Aleks rolls the bead in his other palm, the gold flecks demonic to him now. Yes, surely it is hell that lives within the bead, broken pieces of a gold mirror reflecting his private hell. He wishes he could split it between his thumb and forefinger like a nut and crush what is within. But he can't. It's too beautiful, too unbearably beautiful.

Some lads, all wearing high-vis work jackets, come in and one of them recognises him. They're drunk already and talking loudly. ‘Oi. It's Janeski,' says the youngest of them. Aleks hasn't seen this halfwit in a long time.

‘Aleks!
Kako si
?'

‘
Dobar
,
brat
.'

‘
Kay si be
?'

‘
Eve be
.' Aleks tries to smile. Once, when both were on holiday in Ohrid from Australia, Aleks scored some Albanian coke for him so that he and his dumb cunt mates weren't beaten senseless looking for it. The younger fella, it seems, wants to pay back the favour.

‘
Zhimi maika brat,
I swear to God, bro, I swear on my mum's life, nah nah nah, I swear on
your
mum's life. We could invest in a whole kilo. Pure white.' The boys laugh.

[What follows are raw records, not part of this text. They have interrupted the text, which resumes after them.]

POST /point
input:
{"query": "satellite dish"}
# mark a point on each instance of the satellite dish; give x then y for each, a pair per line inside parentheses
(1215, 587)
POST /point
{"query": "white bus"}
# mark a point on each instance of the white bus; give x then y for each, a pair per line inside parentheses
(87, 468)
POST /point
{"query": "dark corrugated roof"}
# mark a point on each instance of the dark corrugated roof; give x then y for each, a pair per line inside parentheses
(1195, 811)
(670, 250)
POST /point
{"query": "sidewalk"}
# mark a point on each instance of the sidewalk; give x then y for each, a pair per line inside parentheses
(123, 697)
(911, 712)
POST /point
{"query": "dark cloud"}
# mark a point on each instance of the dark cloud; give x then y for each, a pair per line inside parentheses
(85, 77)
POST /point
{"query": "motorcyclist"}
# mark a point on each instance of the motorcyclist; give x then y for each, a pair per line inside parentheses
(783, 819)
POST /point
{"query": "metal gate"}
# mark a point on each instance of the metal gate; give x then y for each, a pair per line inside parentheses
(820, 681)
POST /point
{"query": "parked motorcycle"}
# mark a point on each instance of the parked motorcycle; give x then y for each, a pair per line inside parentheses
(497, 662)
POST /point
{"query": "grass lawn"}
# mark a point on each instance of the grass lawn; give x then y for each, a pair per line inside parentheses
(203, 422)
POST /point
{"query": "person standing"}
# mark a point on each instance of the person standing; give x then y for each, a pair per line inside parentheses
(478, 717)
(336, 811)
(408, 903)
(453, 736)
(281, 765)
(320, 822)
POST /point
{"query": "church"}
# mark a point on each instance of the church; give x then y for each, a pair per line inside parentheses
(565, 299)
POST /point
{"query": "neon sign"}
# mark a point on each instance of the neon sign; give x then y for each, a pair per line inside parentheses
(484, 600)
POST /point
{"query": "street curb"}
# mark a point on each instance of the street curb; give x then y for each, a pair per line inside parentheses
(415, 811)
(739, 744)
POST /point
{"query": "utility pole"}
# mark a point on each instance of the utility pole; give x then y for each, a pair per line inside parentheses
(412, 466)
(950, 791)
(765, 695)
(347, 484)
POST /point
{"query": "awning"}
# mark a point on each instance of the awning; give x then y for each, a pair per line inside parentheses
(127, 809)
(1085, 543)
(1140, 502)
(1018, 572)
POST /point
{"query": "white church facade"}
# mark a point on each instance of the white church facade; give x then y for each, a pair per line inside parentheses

Aleks, even in his drunken state, stares at the lad as if witnessing a thrown boxing match where the loser is unintentionally but fatally injured. ‘I don't know what you're talking about, champ. I think you got the wrong bloke.'

‘Oh . . . yeah.' The bravado instantly gone. ‘Sorry, Janeski. Sorry.' For
a moment there's nothing but the bleep of poker machines, then Aleks looks at him.